Knowing full well that adding Gordie here lands me squarely and publicly in the category of Crazy Dog Lady, I am including him nonetheless. Gordo is my most constant companion, my favorite pillow, and my most photogenic Snapchat subject. When I see him, my blood pressure instantly drops.


Who They Are: Friendship Demographics

Where They Live

Click on the link to see to see who lives where. Click on the bubbles for each friend. Don’t forget to zoom out to see Cait in Bali.

My friends are by and large coastal. Like me, most are in the Northeast.

By group, some of us are geographically congregated. Sadly, some of us are all over the place.


Friends by the Numbers

Of my 11 male friends, three are siblings, four I met through a co-ed soccer team, two I used to date, and one I currently date. I only have one male friend whom I have never dated, who is not related to me, and who doesn’t play on our soccer team. And he deserves a lot of credit. He is the first male friend I have ever witnessed stand up for me in the face of blatant sexism — and more than once at that. Way to be, Malcolm.

The point is, as shown by the data, I’m really freaking picky about who my dude friends are. My tolerance for dudey behavior is at an all-time low.

Women and gender-queer friends, on the other hand, are my lifeblood.

White people are mostly friends with other white people. I’m no exception.

I was surprised to notice that five of my eight mixed-race friends are half-Asian/half-white — a high percentage considering I grew up in Maine and not California.

I’m 29. My friends are basically 29.


How Friendship Happens

In 2001 I met the Barn Girls. In 2005 I made my first wave of college friends. In 2007 I went to Bolivia and developed friendships there. 2008 through 2010 saw new friendships through college and work. In 2013 I moved to New York City; in 2015 I joined the soccer team.

In a seeming catch-22, if people want to make friends it seems they should already have friends. Other options are to go to college. Or grow up working on a farm. Or travel. Or get a job. Or join a soccer team. All of these strategies have worked for me.

But really this data is way too anecdotal to draw any conclusions, so do whatever you want.

The powers of Snapchat should not be underestimated.

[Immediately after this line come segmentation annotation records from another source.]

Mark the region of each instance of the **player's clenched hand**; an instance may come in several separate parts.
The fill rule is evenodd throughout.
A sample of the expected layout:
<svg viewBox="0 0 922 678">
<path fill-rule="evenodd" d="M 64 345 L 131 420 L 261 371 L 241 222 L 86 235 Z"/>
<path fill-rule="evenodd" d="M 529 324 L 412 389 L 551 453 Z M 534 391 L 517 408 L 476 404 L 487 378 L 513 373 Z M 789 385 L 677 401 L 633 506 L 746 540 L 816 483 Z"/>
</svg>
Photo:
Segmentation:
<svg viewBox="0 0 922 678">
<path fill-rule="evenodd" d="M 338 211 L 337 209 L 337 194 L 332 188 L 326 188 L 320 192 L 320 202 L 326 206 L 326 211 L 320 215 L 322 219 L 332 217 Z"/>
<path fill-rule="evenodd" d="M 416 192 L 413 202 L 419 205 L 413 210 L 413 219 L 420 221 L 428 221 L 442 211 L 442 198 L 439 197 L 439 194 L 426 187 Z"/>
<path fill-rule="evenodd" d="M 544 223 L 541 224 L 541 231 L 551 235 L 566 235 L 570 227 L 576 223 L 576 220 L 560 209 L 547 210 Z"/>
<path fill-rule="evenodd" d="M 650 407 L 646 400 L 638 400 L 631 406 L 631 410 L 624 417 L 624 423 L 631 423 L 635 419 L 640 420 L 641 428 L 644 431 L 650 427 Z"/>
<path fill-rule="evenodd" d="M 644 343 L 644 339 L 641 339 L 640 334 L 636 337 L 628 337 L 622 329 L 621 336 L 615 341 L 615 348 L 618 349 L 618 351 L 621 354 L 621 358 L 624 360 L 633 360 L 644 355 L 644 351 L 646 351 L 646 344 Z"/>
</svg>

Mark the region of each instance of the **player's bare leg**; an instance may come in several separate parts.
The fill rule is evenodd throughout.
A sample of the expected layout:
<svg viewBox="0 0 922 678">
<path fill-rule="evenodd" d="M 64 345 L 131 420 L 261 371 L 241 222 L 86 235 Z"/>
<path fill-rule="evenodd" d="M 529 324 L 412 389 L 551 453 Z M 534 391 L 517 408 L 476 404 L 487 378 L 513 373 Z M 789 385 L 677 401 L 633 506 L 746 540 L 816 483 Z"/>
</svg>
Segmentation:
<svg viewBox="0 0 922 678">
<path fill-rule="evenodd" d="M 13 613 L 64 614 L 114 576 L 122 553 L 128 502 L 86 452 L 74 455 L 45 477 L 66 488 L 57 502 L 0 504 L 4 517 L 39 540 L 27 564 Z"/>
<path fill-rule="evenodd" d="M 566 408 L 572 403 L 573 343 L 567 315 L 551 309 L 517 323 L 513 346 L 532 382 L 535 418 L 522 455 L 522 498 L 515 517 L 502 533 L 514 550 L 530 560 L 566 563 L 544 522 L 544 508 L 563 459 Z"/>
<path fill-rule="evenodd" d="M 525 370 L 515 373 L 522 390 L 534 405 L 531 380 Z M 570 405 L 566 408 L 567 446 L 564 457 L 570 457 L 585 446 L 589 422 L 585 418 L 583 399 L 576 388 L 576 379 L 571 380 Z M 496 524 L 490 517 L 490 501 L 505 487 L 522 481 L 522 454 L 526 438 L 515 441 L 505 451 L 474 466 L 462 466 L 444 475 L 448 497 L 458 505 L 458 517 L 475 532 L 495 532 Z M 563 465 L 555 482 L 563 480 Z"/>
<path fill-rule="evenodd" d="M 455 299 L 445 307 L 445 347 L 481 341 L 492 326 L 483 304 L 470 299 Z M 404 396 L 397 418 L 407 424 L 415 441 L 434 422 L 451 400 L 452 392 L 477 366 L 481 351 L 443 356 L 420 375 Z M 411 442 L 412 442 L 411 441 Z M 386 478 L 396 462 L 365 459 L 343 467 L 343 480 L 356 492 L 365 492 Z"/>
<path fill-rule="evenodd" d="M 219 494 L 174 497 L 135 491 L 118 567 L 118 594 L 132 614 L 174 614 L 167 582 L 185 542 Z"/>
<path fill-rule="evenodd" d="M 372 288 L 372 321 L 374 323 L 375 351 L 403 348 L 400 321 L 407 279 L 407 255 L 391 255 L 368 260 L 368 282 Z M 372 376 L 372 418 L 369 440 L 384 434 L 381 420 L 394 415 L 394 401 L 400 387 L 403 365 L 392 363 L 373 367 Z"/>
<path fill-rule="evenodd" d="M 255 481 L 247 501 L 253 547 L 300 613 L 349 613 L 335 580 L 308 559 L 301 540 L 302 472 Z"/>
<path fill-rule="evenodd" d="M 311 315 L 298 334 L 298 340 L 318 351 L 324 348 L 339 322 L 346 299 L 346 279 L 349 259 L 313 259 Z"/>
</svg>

I quit Facebook and Instagram; they’re not shown as options here. My friends have never been big Tweeters. Many friendships are maintained through in-person visits, even if only a few times per year. We may not keep in touch well in the interim, but we pick right back up from wherever we left off.

The truth is I’m communication-agnostic. I don’t care what medium we use. I just like to feel connected.


A Few Notes on Methodology

Who’s missing: There is one group noticeably missing — a community of teenagers I used to teach. I left my position as their teacher last summer, but they’ve transitioned from students to friends. I now see them at least once or twice per month. But because they’re minors, their privacy feels more precious (though they’d probably be the last to say so — you should see their digital footprints). Had they been included, they would have altered a few graphs in statistically significant ways: skewing the age histogram younger; the race/ethnicity graph more black and significantly more Hispanic/Latina; and adding a bar for the messaging app Kik in the modes of communication graph.

On Gender and Race: I would have much preferred to represent gender as it truly is — that is, a spectrum, and one that shifts for each person with time — rather than as three discreet categories. Because we all know by now that that’s not how gender works. But quantifying each person’s place on a gender spectrum would require their self-identification; I wasn’t going to decide each person’s identity for them — that would be weird. Unfortunately there wasn’t sufficient time to administer a survey, so here we are. I confirmed friends’ gender identities with them as needed.

The race/ethnicity category by far required the most confirmation on a case-by-case basis.

Privacy: Friends were alerted about the project and consented by default. Exact addresses were not used on the map — that would also be weird — which is why partners who live together appear to live apart.

Tools: Charts, graphs, and maps were made with help from Gephi, Google Charts, ggplot2 in R, CartoDB, and Beyoncé’s Lemonade.